Ich wurde noch nicht mit dem Messer überfallen! Die Ausländer sind viel freundlicher als die Wiener. Gut, ich gehe nicht in der Nacht über den Reumannplatz, aber ich gehe zum Tichy ein Eis essen. Ich bin gerne auf den orientalischen Märkten. Die Geschäfte, wo ich hingehe, kennen mich. Ich habe meinen Stammfriseur und ein Geschäft, wo ich manchmal zum Tee eingeladen werde. Ich lerne viel über andere Kulturen. Ich will nicht alles schönreden, aber es ist nicht so schlimm, wie oft behauptet wird. Ich bin in der Gegend um den Böhmischen Prater daheim, das ist wie der Prater in den 50er-Jahren, durch den ich als Bub mit der Zuckerwatte gegangen bin. Ich fühl mich sauwohl dort.
Besser als in Purkersdorf, wohin Sie eine Zeitlang ziehen wollten?

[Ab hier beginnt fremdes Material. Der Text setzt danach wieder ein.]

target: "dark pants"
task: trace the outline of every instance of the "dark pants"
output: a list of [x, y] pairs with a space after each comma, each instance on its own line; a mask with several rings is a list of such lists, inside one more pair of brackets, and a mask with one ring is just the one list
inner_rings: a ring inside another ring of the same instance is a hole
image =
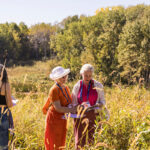
[[0, 107], [0, 150], [8, 150], [9, 119], [7, 107]]
[[[94, 110], [85, 113], [85, 117], [81, 119], [74, 119], [74, 134], [75, 134], [75, 148], [80, 150], [80, 147], [84, 147], [86, 144], [93, 144], [94, 142], [94, 133], [96, 129], [95, 120], [99, 114], [95, 114]], [[83, 120], [87, 118], [88, 127], [86, 128], [86, 123], [82, 123]], [[84, 132], [84, 133], [83, 133]]]

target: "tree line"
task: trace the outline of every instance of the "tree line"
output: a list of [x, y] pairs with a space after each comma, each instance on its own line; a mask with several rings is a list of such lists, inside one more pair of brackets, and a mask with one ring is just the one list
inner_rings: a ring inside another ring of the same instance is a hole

Das war mir als Nomade zu weit vom Flughafen entfernt, und ich war dort ein bisschen zu prominent. Wenn man sich aus dem Fenster lehnt, muss man damit rechnen, dass man gesehen wird. Ich lebe gern zurückgezogen. In Favoriten genieße ich die Anonymität.
Stimmt es, dass Sie neuerdings mit einem Campingbus unterwegs sind?
Den habe ich mir für die Tour gekauft, weil wir viel Open Air spielen, und das erspart viele Transfers zu Hotels. Im Winter waren wir damit in Italien, es war fantastisch. Es gibt eine App, über die du herrliche Stellplätze in Weinbergen und auf Bauernhöfen findest – eine der wenigen positiven Folgen von Social Media.


DIE CD
Auf „Wimpernschlag“ changiert Rainhard Fendrich zwischen satirischem Liedermacher („Wladimir“) und mahnendem Optimist („Wir sind am Leben“). Er beweist Stärke für emotionale Balladen („Hoit mi“), Empathie („Die Kinder des Krieges“) und Gesellschaftskritik („Nebenan“).
© beigestelltDieser Beitrag ist ursprünglich in der News-Printausgabe Nr.04/2025 erschienen.